- Founded: 1954
- Founder: Bob King Crawford
- Defunct: 1961
- Status: Defunct
- Genre: Various
- Country of origin: Australia
- Location: Melbourne

= Planet Records (Australian record label) =

Planet Records was an independent Australian record label that was founded in the 1950s. Acts that recorded for the label include, the The Andre Schuster Ensemble, Judy Banks, the Henri Bource All Stars, Kevin Shegog, The Three Beats, Alan Rhodes & his Orchestra, and the Hi-Marks.
==Background==
Planet Records was founded by Bob King Crawford in 1954. It would become Australia's largest independent record company during that period.

Crawford also formed the Talent City label which would release some earlier Planet recordings.

Besides Talent City, other record labels connected with Planet Records were, the Galaxy, Star, Baton, Constellation, Jazz Inc, Homestead, Probe, Rebel, and Choir labels.
==History==
In 1955, Planet Records and Constellation Records released the Billy Hyde album, Drumbeat on PXC 101.

By February 1956, Bob Crawford and Marcus Herman were promoting their six-track 7" EPs. The process for putting three tracks on each side was allegedly a secret. The first release was Samba Rhumba Time by The Three Beats, an ensemble comprising Andre Schuster on bass, Wally Wood on bongos and Adriano Giusti on piano.

In 1956, The Don Harper Quartette released the Hot Fiddle album on Planet subsidiary, Constellation CMG 101.

Rochelle Turner was a singer who had been a permanent fixture at the Chevron Hotel, in St. Kilda Road since 1955.It was reported in the 18 February issue of The Argus that the young singer had recorded songs for Planet and they were to be released on a record shortly. She had been a permanent fixture at the Chevron Hotel, in St. Kilda Road since 1955. A 10 Inch LP Songs of World War Two that was released was credited to Bruce Clarke and his Music with Rochelle Turner, Jack Bowkett and the Commandos. The album was reviewed by Bernard Fletcher in the 10 October issue of the Australian Women's Weekly. Fletcher wrote that the producers deserved a handclap for the originality of presenting a medley of tunes that represented the spirit of their servicemen of that period. But he also wrote that he would have preferred the music to be more off mike so that the singers could be more forward.

André Schuster was a maestro gypsy violinist and double bass player from Transylvania. He was part of the Andre and Adriano act which was made up of himself on bass and pianist Adriano Guisti. According to the 6 August 1955 issue of The Argus, Schuster was playing a Framus "Triumph" electric metal-stringed bass which was imported from Germany.
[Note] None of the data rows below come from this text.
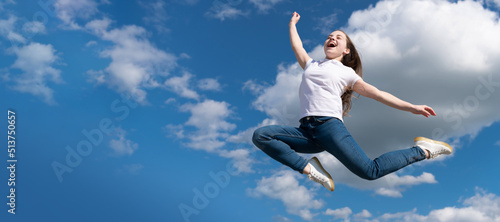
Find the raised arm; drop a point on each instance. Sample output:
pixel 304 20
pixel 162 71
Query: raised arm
pixel 386 98
pixel 298 48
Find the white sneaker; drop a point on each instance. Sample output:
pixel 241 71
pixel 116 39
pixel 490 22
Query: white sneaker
pixel 434 147
pixel 320 175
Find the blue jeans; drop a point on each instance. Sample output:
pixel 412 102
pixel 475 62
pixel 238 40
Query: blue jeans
pixel 317 134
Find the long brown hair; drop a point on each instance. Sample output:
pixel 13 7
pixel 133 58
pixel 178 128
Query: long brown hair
pixel 352 60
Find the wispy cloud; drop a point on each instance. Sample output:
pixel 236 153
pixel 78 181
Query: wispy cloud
pixel 156 14
pixel 36 61
pixel 326 25
pixel 120 145
pixel 411 66
pixel 209 84
pixel 209 119
pixel 285 187
pixel 69 11
pixel 342 213
pixel 136 64
pixel 7 30
pixel 181 86
pixel 225 11
pixel 6 2
pixel 264 6
pixel 483 206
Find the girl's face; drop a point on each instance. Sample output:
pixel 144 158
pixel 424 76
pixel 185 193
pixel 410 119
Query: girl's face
pixel 336 45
The team of Schuster and Guisti achieved a level of popularity with the supper crowd and by March 1956 had moved back to the Astoria Hotel.
Andre Schuster and his group, The Andre Schuster Ensemble released their In Exotic Rhythm EP on Planet PZ017 in 1956. The EP would be reissued in 1963 on the Talent City label.
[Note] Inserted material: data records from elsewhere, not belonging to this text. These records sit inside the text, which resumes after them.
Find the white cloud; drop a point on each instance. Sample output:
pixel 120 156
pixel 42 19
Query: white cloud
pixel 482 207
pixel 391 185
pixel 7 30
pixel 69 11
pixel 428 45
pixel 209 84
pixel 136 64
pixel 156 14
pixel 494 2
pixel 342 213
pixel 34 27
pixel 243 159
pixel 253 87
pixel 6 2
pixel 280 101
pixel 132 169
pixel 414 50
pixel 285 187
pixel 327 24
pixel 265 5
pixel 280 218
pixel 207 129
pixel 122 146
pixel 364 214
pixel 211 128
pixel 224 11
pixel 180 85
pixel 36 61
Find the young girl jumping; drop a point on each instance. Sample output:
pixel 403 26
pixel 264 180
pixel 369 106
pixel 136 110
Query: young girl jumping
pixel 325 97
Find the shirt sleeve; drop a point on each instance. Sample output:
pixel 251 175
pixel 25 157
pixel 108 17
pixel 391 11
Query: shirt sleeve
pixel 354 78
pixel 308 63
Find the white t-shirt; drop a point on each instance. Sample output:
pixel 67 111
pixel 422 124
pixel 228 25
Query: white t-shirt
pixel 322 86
In 1958 Planet Records produced Australia's first rock and roll album, Rock and Roll Dance Party which featured the artists, the Henri Bource All Stars, Peter McLean and Beverly Dick.

in 1960 Kevin Shegog had his six-track Deep Down in Shegog EP released on Planet PZ 151.

In 1961, the label released the Peter Mc Lean single, "Starbright" bw "Clementine" on Planet PX-039.

Planet records was bought out by a company called Telefil in 1961. Planet also came to an that year.